Suddenly I’m back in class, in the back row, the backs of studious heads sizing me up. Pop quizzes. Gravitational constant times mass divided by distance equals force of gravity. Blah blah blah. You know I Ask Jeeves’d that shit.

Then there were my cheap Sanyo headphones, Linkin Park’s Hybrid Theory growling into my brain, an inflamed case of the bacne, Mr. Jenkins’ pale hairy gut bulging out of his size-small Abercrombie and Fitch polos, Columbia and her perfect white teeth, her brown M&M eyes. Her budding breasts. Jesus. Distractions, sirens, the lot of them! Will this portal ever close? Will bygone days ever leave me be?

The hanging sugary rice grain speaks up, and before I can freak out I remind myself I’m tripping. Its voice is soft, like Crispin Glover’s. It says to me, in nearly a whisper, “Hey, c’mere, come closer, please.”

I, uneasy, lean in. “Yes?” I inquire.

“Being pushed to the edge, and not a nanometer farther, is a numbers game,” it says. I can barely make out its mouth, this teeny-tiny little slit. “You’ve been playing it your whole life and didn’t realize it. I’ve the math to prove it. Check it out on my pocket calculator, which to you probably looks like an atom.”

“Stop it,” I beg. “Don’t ruin my life for me, you big stupid little liar! You trifling chimera!”

“You are unoriginally repeatable,” it judges, “a set of equations, simple arithmetic, and don’t you forget it, you overexcited self-absorbed pothead.”

I sit up straight and feel a slight headrush, my lower back achy. I try to comprehend I’ve just been schooled and burned by a punk-philosopher food item. A wee parcel. But I’m tripping.

And I get it. As with anything else, this game we’re in is all about asking the right questions first. Because equations without formulas—discoveries without intent—are merely unremarkable accidents. Incidents, minus context. The trick is knowing there’s no room for magic in this world of the slowly dying. The briskly vanishing.

I make another brilliant breakthrough, pat my own back at my moment of clarity, then cough. And cough again. That’s all it takes to cut off my train of thought.

What the hell am I going on about? I think. I’ll never arrive again at this teetering-grain result, at least not in my lifetime. The event came, then went, like everything else that’s happened to me. By tomorrow, I’ll have eaten more frozen meals, fake-listened to more people, solved more of my own petty problems before the next wave attacks.

Space Invaders. Life, baby. Rinse and repeat. Rinse and repeat! How’s this for an equation: The living divided by the dead times three hundred sixty-four (the purported number of licks it takes to get to the center of a Tootsie Pop) equals the nature of reality, quantified.

Constant change—accept it then lean into it, like I did with my edible little friend.

A banging on the door.

“You still in there? God help me, how long can a man poop!”

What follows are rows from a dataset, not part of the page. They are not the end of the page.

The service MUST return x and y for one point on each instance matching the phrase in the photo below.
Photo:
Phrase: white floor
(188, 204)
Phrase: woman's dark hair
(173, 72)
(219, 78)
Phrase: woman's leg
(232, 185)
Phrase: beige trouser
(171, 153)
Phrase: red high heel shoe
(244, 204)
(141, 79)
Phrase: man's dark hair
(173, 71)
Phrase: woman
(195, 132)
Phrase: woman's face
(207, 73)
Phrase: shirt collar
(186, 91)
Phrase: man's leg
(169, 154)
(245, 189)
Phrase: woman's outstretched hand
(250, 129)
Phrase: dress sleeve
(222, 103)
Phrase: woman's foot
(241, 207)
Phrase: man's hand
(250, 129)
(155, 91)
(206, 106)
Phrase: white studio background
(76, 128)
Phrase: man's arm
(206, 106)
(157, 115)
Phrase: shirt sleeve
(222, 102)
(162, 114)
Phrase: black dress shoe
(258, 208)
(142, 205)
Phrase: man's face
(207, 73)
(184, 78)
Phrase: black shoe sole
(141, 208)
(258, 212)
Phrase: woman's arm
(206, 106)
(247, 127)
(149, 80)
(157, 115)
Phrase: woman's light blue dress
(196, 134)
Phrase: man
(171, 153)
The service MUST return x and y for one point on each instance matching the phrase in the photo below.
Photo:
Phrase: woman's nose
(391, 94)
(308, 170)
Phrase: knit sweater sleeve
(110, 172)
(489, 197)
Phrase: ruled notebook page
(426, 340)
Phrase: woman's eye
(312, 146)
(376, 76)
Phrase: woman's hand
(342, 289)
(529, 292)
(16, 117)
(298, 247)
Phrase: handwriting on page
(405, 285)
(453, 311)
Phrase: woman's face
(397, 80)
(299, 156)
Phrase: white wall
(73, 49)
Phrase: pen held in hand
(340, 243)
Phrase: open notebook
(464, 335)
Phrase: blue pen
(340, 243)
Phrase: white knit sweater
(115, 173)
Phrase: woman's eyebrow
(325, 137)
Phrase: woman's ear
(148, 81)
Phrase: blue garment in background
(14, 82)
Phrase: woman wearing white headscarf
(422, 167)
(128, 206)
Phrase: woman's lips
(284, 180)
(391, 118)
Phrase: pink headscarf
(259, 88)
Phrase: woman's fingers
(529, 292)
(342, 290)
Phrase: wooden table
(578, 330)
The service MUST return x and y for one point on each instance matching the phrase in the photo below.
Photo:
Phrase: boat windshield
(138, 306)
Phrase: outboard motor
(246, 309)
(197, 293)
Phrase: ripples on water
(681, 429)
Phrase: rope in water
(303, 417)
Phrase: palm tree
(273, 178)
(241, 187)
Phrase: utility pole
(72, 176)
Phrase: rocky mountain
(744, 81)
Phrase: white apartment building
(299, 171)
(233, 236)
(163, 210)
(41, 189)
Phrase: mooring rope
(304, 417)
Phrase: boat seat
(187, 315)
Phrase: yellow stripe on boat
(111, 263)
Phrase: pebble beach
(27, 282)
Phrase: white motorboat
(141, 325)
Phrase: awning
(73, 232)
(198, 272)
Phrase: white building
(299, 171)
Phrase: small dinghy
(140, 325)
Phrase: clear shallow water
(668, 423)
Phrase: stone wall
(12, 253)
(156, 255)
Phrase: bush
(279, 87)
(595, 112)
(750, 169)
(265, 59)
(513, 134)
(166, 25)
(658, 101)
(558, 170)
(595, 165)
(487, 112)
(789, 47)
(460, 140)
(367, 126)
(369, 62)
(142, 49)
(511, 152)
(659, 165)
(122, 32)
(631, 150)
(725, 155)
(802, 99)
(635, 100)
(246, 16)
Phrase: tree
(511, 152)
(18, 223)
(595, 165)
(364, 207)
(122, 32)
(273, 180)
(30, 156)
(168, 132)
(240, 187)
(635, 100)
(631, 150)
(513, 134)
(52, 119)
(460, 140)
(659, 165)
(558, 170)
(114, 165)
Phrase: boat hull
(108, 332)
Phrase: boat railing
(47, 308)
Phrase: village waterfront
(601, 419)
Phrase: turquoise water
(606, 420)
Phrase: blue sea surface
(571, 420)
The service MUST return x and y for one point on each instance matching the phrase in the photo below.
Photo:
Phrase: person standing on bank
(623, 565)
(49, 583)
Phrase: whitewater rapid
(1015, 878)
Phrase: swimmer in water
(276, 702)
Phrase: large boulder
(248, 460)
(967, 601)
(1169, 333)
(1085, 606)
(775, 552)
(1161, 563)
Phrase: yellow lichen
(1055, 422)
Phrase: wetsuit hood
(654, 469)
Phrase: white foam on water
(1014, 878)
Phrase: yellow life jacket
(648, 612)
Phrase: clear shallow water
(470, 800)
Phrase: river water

“I’m reading!” I shout at my wife. “I’m getting to the good part! This is Me Time!”

“Whatever, I can smell the weed all the way from the kitchen. How much longer you gonna be?”

“JUST A FEW MORE PAGES!”

I hear her sigh, patter away. Wives’ retreating footsteps: the glorious but momentary soundtrack of respite for husbands abroad. Nirvana forbid this husband’s spouse (read: one hundred thirty-seven-pound ball-and-chain) ever catches on.

I’m being unkind. Even in my altered state, I’m cognizant of my fortune having a caring mate such as mine providing asylum from ghosts of My Past. After I’m finished here, I’ll puppet her around the living room, as I’ve developed a habit of playing from my phone Roaring Twenties jazz songs on YouTube and from behind my dearly beloved piloting her noodly limbs wildly to the music. It’s amusing for both parties. Try it out on yours sometime, health and inner weather permitting.

We all must figure out—on our own—how to best navigate toward the inevitable.

Welp, I think, Me Time’s over. Was splendid while it lasted.

I wrap what’s left of my roach in toilet paper—a conservative two squares because it’s Charmin Ultra Soft—and slip it under the rug. I suck in all the oxygen I can manage and blow that Last Grain Standing to kingdom come, which is somewhere behind our combination washer and dryer. I mock-whisper to it, to great satisfaction, “Who’s repeatable now, bitch?” Then I flush the toilet and wash my hands.